In conclusion, the motion of the mechanism was functioning as intended. It was quite similar in motion to the model of the mechanism that was constructed in PMKS, which is a positive sign that the mechanism was manufactured and assembled properly. While the mechanism did turn out to be quite successful, there were a few signs from the entire process that indicated that the proposed mechanism could have turned out to be even more efficient if dealt with properly:
- 3D printed parts can be very rough and have a lot of debris after the printing process. This contributed to a lot of heavy joint friction and difficulty of movement initially. As mentioned earlier, the use of sandpaper and petroleum jelly really helped the mechanism move more freely. Laser cut wood or aluminum would have much a much smoother structure and joints, which would cause a mechanism produced by this method to move much more freely.
- Another major obstacle for the project was the different dimensions of the blue and white slider paths. While the wooden sticks helped the elevation difference between the two paths and the nail filer rounded out the rough intersecting edges, this remedy was still far less than ideal. For optimal results, the two slider paths should have fit perfectly, or one single long path should have been printed instead.
- More time and resources for a final prototype could have also made a substantial impact. While the orange crank handle improved the motion of the mechanism, having more resources and accessibility could really have helped the design further. While this was very difficult by working on the project remotely, I would have for sure 3D printed new and improved parts for my final prototype if I were in Austin this semester.

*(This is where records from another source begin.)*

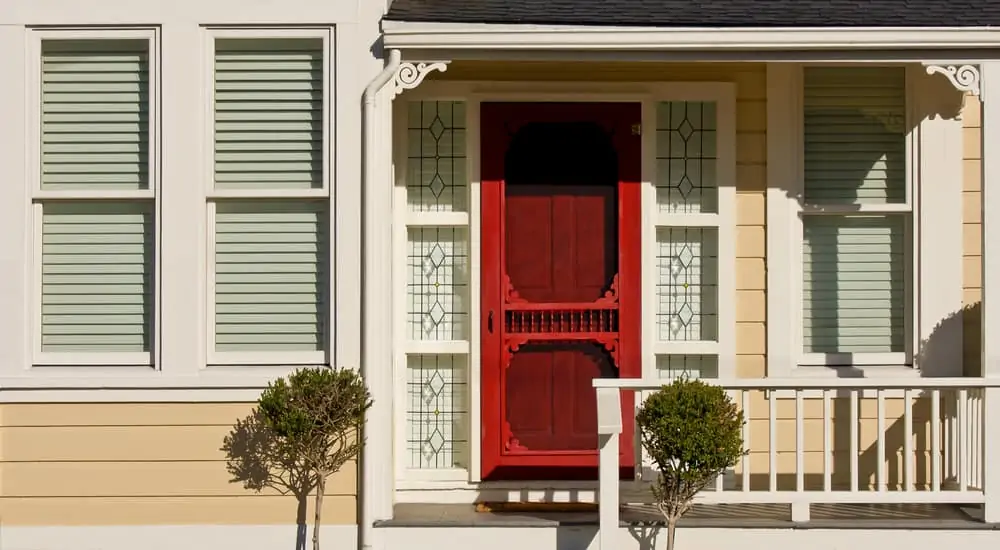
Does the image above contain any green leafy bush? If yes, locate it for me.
[636,379,746,550]
[223,368,372,550]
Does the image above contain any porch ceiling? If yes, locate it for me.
[386,0,1000,28]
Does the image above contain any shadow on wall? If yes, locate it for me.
[221,412,316,550]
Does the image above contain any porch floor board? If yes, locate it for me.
[376,504,1000,530]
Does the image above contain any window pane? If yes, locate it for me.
[805,67,907,204]
[41,201,154,352]
[41,40,149,190]
[802,215,907,353]
[215,200,329,351]
[406,227,469,340]
[215,39,323,189]
[406,101,468,212]
[656,101,719,213]
[656,227,719,340]
[406,355,468,468]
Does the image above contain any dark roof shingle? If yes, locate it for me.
[386,0,1000,27]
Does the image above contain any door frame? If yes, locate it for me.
[480,101,642,480]
[394,83,740,503]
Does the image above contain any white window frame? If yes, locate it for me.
[642,82,738,380]
[24,27,161,370]
[203,27,336,368]
[767,63,962,377]
[386,81,737,503]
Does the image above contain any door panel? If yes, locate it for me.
[481,103,641,479]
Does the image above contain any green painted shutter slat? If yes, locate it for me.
[41,40,149,190]
[804,67,906,204]
[215,39,324,189]
[802,67,908,353]
[802,215,906,353]
[41,201,154,352]
[215,200,329,351]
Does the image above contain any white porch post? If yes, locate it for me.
[979,60,1000,523]
[927,60,1000,523]
[360,59,446,540]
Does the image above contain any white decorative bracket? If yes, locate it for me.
[926,64,982,96]
[393,61,449,96]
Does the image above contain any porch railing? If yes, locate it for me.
[594,378,1000,549]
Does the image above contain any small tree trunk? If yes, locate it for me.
[313,474,326,550]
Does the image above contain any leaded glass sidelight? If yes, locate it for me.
[407,227,469,341]
[656,101,719,214]
[406,101,468,212]
[406,355,468,468]
[656,227,719,341]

While this project has come to a close, that does not in any way mean that this is a concept that is permanently finished. Future work can be implanted to further improve the design and experiment further to observe what can make the device easier to work with. A major new addition that can be implanted would be the use of an Arduino servo motor to drive the system. This could further improve the motion of the system in comparison to a crank handle as a motor will always drive the link at a uniform velocity and force. Natural human error can cause fluctuations in force and velocity, causing these values to not be constant over a period of time. In addition, this can make the project much easier to work with and demonstrate, as it will be much easier for a motor to automatically drive your system rather than having to do everything manually.